Mark Mazzetti and David Johnston of the New York Times report that members of the Bush administration in 2002 proposed sending the military to arrest a few people in the state of New York who were accused (and later convicted) of giving material support to al-Qaeda. The article makes it sound like they wanted to do this just to show the power of the Executive branch, and perhaps the biggest surprise is that the man who said no and who refused to allow it was George W. Bush.
The use of the military for policing within the United States was strictly restricted at the time by the Posse Comitatus Act of 1878, as the record of history contains many warnings that a state's own military is among the greatest threats to its freedom. This restriction was quietly repealed by Section 1076 of 2007's main military spending bill, known as the John Warner Defense Authorization Act in honour of the retiring Senator.
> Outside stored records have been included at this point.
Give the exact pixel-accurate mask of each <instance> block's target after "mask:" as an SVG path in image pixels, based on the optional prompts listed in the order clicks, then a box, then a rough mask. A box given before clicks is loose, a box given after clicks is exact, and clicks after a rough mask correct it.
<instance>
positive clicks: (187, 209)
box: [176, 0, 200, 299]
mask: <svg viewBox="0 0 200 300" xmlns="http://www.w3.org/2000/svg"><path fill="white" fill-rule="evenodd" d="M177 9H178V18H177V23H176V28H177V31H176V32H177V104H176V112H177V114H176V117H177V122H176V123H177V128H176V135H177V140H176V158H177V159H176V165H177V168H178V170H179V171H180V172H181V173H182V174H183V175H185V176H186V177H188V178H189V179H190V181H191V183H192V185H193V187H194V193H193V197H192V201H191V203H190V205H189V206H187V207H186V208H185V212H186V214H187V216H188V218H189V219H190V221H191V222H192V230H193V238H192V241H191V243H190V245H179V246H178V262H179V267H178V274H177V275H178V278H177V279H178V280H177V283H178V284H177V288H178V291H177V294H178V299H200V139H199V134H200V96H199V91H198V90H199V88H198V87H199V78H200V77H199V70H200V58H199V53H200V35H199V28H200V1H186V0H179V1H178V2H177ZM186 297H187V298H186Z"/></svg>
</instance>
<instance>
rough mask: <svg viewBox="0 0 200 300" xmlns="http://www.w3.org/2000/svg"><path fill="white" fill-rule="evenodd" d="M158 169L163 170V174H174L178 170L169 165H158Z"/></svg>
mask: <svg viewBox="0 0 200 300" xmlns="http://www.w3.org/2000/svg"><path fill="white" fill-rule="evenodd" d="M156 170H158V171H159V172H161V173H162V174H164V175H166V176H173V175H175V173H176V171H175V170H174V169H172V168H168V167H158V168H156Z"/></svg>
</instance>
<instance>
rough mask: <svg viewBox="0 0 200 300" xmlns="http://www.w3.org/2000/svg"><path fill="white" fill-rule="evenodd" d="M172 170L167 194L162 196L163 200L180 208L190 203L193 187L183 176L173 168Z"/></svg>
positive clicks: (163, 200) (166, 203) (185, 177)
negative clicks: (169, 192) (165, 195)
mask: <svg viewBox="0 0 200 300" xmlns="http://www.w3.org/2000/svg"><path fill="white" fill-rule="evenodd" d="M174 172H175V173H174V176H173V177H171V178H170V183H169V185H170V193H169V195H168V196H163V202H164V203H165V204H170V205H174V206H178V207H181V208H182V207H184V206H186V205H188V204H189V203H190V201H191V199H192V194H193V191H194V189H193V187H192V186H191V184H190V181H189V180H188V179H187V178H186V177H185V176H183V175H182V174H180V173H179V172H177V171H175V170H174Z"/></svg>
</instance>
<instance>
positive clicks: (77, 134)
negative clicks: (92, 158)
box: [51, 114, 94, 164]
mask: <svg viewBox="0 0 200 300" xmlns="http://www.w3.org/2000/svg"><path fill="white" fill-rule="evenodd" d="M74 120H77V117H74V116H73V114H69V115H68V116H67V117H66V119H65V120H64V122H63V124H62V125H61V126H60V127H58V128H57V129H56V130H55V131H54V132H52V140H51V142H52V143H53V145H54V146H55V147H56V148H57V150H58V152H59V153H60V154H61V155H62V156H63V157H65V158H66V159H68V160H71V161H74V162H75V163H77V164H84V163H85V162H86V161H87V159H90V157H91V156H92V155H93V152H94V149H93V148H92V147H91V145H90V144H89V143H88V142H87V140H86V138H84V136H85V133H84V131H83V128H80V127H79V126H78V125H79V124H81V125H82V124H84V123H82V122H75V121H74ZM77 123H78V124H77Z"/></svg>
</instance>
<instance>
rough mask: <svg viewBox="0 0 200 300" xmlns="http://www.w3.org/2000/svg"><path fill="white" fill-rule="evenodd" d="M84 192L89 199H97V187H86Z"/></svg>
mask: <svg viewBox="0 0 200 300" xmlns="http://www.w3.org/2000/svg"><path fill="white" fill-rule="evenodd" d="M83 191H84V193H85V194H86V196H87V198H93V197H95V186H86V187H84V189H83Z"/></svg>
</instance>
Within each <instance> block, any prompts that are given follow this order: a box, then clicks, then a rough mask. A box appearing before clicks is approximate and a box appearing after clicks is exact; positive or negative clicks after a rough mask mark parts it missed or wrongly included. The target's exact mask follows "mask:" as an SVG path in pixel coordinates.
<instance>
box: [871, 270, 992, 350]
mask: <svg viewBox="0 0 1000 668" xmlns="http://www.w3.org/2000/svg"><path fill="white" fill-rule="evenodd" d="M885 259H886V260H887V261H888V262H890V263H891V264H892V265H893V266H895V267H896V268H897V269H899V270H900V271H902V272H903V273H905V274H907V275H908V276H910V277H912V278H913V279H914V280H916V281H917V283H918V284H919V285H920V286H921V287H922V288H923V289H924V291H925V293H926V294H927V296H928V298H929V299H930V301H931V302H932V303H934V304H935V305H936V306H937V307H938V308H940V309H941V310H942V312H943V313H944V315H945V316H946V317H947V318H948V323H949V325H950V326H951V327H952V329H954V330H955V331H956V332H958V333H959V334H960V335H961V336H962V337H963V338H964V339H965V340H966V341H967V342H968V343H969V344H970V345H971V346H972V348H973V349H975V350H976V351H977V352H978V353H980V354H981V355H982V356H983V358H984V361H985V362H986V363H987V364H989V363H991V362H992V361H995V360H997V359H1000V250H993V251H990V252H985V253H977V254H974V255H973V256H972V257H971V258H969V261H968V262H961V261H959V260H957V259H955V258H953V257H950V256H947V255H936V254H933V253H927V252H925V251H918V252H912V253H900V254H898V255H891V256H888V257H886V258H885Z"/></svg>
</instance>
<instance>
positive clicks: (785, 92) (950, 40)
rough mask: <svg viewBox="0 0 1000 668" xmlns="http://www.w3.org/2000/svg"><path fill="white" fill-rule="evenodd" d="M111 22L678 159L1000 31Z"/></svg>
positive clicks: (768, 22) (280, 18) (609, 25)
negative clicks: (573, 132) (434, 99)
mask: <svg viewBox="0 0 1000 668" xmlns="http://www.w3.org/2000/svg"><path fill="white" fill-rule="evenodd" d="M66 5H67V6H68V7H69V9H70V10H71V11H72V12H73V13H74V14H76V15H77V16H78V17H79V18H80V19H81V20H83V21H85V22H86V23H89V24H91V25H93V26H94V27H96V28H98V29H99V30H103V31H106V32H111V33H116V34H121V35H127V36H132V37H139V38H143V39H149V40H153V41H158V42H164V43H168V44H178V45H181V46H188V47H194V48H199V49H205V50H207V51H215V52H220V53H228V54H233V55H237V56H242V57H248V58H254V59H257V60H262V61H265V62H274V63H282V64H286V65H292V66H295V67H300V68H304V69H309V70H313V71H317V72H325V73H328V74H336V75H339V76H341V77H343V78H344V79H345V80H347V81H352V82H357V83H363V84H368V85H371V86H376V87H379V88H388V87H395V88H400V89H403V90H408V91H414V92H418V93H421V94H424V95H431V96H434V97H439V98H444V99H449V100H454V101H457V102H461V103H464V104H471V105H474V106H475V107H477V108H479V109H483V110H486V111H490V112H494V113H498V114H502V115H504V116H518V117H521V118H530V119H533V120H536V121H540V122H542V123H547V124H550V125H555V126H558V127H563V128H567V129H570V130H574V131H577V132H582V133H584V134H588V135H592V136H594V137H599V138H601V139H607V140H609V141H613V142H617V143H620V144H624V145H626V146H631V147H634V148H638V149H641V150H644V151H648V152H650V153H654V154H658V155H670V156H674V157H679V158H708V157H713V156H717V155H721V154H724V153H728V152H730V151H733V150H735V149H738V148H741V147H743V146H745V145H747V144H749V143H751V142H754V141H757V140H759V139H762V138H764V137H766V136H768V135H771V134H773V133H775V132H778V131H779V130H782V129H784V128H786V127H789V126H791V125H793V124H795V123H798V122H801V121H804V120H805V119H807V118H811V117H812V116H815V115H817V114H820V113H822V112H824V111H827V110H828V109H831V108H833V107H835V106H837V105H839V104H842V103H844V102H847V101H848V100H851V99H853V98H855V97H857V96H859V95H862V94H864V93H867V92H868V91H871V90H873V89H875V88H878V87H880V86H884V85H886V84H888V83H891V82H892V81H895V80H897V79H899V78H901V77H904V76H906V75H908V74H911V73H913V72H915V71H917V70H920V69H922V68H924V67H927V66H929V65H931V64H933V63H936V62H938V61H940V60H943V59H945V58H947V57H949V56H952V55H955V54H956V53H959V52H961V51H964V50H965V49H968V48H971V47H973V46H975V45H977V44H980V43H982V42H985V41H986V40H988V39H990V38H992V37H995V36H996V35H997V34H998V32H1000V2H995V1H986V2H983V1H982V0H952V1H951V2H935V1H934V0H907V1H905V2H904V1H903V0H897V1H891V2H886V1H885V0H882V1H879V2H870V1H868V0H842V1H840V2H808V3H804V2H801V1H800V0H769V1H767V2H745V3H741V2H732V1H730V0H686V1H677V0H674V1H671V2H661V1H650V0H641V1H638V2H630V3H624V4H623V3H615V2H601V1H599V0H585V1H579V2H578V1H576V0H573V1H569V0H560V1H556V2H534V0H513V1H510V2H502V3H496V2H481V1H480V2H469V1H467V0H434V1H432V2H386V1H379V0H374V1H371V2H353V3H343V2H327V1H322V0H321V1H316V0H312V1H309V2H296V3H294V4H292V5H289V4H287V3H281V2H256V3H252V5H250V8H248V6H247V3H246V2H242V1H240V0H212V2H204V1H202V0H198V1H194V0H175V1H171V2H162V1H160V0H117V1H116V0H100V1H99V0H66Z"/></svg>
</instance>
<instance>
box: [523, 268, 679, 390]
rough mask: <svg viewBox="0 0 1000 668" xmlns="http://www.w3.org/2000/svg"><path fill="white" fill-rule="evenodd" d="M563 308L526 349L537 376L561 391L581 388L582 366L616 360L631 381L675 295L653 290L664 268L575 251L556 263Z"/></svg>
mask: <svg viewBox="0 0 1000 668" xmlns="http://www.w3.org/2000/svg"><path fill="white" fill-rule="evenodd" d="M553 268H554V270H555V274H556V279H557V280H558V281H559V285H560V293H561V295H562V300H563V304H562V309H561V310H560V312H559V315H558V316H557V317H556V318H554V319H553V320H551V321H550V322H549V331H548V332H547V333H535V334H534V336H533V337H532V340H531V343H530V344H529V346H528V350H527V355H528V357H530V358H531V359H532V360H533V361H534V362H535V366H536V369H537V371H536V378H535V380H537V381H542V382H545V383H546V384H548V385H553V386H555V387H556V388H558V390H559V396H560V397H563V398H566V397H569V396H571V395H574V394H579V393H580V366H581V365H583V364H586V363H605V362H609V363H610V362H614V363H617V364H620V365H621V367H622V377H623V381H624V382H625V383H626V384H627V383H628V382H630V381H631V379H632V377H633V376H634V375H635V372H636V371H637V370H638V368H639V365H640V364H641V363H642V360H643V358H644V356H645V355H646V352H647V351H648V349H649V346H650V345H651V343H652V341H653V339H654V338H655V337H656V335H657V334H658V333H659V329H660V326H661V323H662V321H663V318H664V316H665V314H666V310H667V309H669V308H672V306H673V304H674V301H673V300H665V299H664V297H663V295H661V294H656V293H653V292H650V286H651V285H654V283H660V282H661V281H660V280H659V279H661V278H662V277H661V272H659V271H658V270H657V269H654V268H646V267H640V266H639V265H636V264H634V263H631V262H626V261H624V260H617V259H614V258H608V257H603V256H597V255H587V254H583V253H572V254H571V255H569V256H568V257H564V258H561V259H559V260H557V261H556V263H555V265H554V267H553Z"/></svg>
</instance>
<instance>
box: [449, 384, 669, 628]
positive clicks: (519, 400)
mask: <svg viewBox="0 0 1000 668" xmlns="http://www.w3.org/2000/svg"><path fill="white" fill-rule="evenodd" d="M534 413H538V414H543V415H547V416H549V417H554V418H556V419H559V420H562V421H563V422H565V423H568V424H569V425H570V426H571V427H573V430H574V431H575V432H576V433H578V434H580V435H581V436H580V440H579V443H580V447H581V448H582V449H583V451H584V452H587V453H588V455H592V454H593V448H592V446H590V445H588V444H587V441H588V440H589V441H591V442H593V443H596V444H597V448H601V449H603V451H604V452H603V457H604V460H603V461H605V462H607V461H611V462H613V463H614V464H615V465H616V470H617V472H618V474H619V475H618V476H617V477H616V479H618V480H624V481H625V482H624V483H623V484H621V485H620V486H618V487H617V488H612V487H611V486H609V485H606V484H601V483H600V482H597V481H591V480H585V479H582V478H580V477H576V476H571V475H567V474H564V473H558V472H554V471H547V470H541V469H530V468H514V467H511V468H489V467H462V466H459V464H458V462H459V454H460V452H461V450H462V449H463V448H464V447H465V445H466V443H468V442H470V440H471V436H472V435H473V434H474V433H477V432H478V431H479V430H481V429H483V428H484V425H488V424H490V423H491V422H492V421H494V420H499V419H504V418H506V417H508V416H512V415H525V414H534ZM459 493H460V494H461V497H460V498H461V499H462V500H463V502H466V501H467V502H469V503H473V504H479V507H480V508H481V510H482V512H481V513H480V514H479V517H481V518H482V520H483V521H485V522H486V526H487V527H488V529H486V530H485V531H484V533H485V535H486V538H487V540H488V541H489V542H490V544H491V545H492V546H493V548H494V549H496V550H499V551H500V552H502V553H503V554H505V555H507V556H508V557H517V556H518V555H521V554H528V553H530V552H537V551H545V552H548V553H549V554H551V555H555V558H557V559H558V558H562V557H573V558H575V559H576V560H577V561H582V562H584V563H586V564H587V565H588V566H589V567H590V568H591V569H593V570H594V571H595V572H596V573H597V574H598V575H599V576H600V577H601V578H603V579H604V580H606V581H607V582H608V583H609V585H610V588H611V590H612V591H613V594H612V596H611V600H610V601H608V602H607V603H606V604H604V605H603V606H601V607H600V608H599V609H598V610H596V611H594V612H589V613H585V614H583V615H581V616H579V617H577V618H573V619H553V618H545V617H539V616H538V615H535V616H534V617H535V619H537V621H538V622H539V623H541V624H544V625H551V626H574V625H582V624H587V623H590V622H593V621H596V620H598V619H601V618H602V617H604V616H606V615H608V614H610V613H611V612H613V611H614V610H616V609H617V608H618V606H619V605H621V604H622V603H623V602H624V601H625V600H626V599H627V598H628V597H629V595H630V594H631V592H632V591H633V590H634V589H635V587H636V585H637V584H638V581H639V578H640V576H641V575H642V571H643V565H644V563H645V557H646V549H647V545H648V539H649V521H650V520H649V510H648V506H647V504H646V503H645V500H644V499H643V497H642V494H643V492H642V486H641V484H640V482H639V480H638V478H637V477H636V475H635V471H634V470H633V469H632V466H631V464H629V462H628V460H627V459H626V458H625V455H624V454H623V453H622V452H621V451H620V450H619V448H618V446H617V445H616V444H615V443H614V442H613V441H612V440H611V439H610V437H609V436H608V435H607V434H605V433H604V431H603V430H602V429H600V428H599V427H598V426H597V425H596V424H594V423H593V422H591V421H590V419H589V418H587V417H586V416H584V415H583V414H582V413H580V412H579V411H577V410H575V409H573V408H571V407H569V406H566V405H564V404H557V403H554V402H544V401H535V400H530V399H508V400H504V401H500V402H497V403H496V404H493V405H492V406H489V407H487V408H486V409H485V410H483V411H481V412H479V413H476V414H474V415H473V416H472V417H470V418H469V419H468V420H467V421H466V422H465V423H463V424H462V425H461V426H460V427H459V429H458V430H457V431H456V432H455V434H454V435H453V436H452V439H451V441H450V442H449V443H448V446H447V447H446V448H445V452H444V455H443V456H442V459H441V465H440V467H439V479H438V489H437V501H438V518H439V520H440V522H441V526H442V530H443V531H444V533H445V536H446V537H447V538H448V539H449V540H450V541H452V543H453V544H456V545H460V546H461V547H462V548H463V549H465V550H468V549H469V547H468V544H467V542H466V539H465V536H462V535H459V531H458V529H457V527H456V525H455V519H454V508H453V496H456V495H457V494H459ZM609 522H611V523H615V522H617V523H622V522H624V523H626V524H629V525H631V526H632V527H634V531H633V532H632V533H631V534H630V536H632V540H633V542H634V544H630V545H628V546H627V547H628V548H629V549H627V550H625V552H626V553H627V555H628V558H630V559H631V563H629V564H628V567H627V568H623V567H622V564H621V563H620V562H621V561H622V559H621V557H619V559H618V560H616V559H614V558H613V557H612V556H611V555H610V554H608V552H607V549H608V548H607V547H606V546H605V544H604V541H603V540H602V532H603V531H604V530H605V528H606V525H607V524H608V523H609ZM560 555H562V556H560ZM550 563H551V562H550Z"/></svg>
Fortunately, the restriction was reinstated even more quietly by Section 1068 of the following year's military spending bill.
Points of interest in the Times article:
- The opposition to domestic use of the military is described as a political "turf war" by an anonymous former administration official who still doesn't understand that the plan was extremely illegal and a threat to the very rule of law.
- The plan was opposed by Robert Mueller and Michael Chertoff of the FBI. I first learned of them through the Dmitry Sklyarov and Robert Wright affairs respectively and these are the first good words I've had to say about either of them. They were on the right side of this one and deserve recognition for that. Condoleezza Rice also opposed the plan.
- The plan was authorized in October 2001 by John Yoo, the same lawyer responsible for giving legal approval to warrantless searches and arrests in direct violation of the U.S. Constitution's Fourth Amendment, torture in direct violation of the Constitution's Eighth Amendment, indefinite detention in direct violation of Article 1 Section 9 of the Constitution, the use of "military tribunals" with intentionally weak standards of evidence in violation of the Constitution's Sixth Amendment, and the warrantless electronic eavesdropping that some reports suggest includes the wiretapping and recording of all U.S. telephone and internet traffic, among other notable opinions. Robert J. Delahunty contributed to Yoo's memo.
- Except for Yoo and Dick Cheney, Cheney's advisor David Addington, and "some senior Defense Department officials", the article does not say who was in favour of the plan.
Side note: John Yoo has hired Miguel Estrada as his personal defense lawyer. That is a familiar name; Ann Coulter was heavily lobbying for Estrada to be nominated to the Supreme Court seat that went to John Roberts.